Would You Give Your Facebook User Name on a Job Application?
By: Donna Ray Berkelhammer. This was posted Monday, June 22nd, 2009
I’ve written before about being careful about what your social media profile might say to potential employers. The City of Bozeman, Montana took its vetting process a step further by asking applicants for municipal jobs to provide all login and password information for social networking and blog sites.
After much gnashing of teeth and wringing of hands in the local and Internet communities, the city re-thought and suspended its policy.
The city instituted the policy to ensure it was adequately vetting candidates.
I think people’s social media sites are clearly relevant to anyone having a relationship with the person (employment, business partner, vendor, babysitter, student….).
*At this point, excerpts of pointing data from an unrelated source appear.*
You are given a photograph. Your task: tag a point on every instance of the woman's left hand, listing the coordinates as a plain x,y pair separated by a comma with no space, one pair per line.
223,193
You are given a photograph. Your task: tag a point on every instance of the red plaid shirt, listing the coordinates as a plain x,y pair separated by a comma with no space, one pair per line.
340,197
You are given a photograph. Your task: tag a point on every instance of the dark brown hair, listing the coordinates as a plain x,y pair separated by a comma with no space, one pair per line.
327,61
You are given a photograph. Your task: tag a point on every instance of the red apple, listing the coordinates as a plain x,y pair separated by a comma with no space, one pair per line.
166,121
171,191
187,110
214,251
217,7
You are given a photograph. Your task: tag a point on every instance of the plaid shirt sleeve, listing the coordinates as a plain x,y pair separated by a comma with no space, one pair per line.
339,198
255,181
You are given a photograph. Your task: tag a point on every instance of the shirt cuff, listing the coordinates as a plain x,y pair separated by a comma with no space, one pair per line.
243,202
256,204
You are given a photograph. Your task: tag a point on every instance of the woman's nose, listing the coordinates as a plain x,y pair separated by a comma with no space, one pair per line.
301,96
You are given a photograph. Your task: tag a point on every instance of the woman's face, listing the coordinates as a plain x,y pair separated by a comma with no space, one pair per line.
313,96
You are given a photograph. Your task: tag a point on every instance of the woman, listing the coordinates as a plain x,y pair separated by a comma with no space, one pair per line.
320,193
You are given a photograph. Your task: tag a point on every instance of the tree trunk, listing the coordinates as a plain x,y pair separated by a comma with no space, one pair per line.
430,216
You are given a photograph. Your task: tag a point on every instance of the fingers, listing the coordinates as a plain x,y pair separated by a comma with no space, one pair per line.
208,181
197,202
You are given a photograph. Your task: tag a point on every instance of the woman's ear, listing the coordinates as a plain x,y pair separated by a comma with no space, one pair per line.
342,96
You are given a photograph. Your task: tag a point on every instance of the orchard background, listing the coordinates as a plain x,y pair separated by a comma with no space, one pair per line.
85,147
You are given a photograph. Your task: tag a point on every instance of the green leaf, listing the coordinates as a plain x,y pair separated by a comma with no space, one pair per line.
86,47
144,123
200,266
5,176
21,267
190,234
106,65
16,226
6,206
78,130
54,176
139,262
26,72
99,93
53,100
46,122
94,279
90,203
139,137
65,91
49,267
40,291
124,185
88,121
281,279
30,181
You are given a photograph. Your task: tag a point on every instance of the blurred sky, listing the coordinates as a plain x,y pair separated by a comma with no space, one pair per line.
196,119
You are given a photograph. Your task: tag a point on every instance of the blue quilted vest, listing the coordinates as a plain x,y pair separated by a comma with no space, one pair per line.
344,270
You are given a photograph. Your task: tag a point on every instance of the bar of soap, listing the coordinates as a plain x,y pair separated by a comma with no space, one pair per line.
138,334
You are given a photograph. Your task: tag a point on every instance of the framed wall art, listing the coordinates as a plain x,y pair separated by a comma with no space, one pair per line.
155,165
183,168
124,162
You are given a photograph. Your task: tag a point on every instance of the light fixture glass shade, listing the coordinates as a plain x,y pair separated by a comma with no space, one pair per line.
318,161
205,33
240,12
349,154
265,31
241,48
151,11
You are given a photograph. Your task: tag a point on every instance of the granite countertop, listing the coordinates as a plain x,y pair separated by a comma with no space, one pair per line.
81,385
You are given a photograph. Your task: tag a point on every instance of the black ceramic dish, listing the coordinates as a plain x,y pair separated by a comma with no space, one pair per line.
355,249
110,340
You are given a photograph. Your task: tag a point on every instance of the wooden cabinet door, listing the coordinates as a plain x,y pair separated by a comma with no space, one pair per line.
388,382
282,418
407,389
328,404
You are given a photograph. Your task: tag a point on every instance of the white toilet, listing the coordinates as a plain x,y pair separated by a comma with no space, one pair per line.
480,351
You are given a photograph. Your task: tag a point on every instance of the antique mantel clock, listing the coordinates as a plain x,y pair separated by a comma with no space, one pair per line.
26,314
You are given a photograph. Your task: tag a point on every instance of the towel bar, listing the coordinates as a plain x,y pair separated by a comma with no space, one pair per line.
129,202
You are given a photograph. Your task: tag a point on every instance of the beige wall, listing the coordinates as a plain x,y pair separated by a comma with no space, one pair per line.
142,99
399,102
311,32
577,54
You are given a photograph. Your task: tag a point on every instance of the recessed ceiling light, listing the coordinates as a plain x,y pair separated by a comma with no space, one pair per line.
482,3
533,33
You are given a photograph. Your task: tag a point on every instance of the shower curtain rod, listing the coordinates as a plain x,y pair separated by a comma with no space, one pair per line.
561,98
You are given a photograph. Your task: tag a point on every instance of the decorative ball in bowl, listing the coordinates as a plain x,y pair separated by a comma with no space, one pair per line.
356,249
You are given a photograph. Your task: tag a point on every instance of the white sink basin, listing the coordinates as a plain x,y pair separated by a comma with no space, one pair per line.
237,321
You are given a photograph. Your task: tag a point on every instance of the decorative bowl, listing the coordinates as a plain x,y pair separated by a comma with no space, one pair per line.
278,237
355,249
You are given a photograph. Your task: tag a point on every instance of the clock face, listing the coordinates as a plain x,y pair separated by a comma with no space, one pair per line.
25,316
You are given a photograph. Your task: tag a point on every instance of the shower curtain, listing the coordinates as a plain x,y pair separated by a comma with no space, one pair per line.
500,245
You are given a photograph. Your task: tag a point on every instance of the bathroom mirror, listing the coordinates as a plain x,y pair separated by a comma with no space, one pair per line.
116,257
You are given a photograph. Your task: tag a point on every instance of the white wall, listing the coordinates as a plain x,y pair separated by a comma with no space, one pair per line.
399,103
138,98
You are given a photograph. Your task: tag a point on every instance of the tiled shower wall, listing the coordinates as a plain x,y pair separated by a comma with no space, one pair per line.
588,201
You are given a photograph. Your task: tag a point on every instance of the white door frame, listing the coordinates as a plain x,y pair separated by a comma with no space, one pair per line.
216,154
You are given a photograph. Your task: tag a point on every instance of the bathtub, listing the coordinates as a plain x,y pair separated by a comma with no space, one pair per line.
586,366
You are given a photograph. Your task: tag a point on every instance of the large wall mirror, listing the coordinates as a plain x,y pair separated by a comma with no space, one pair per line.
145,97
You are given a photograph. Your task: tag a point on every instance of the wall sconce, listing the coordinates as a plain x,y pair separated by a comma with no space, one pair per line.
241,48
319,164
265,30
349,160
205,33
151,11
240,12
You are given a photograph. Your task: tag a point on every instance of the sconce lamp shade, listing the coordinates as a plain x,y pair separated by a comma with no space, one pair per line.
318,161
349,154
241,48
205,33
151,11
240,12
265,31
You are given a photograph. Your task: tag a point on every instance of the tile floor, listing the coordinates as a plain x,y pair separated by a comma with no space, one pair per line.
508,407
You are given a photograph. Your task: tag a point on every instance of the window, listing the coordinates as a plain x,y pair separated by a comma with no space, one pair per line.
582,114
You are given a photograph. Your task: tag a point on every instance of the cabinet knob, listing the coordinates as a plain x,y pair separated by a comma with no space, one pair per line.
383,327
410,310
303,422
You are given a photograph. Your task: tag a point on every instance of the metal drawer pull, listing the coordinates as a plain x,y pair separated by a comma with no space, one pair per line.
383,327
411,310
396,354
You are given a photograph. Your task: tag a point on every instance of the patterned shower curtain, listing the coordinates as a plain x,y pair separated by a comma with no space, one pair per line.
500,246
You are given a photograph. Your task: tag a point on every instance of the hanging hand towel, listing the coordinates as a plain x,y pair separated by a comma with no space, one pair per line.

While I think almost everyone agrees Bozeman took it too far, what is appropriate information to ask for? Should business partners, employers or schools be limited to what they can search online by the candidate’s name? Can they ask for your user names? What about a list of sites where you are active? Should there be a different standard for a clerk and a police officer, teacher or garbage collector?
Tags: Bozeman, employment, Facebook, Montana, MySpace, networking, privacy, social media, Yahoo



Follow us on Twitter

Donna -
Posted by: Russell Lawson | June 22nd, 2009 at 3:16 pmElectrifying and frightening initial request by Bozeman! I certainly would not give up my secure data access to any site on a job application. However, I think it would be fair to ask me to list all the internet sites where I knew profile information might appear and over which I had control (exempting sites like Superpages where third-party data aggregators sell or furnish biographical data on people). Or, as a lesser protection, having me sign a permission for the hiring authority to research me on the internet and collect any profile information that appeared. I am no lawyer, but the latter would just be a courtesy, as any Google user can see everything without any permission at all.
Very good. And what other people think?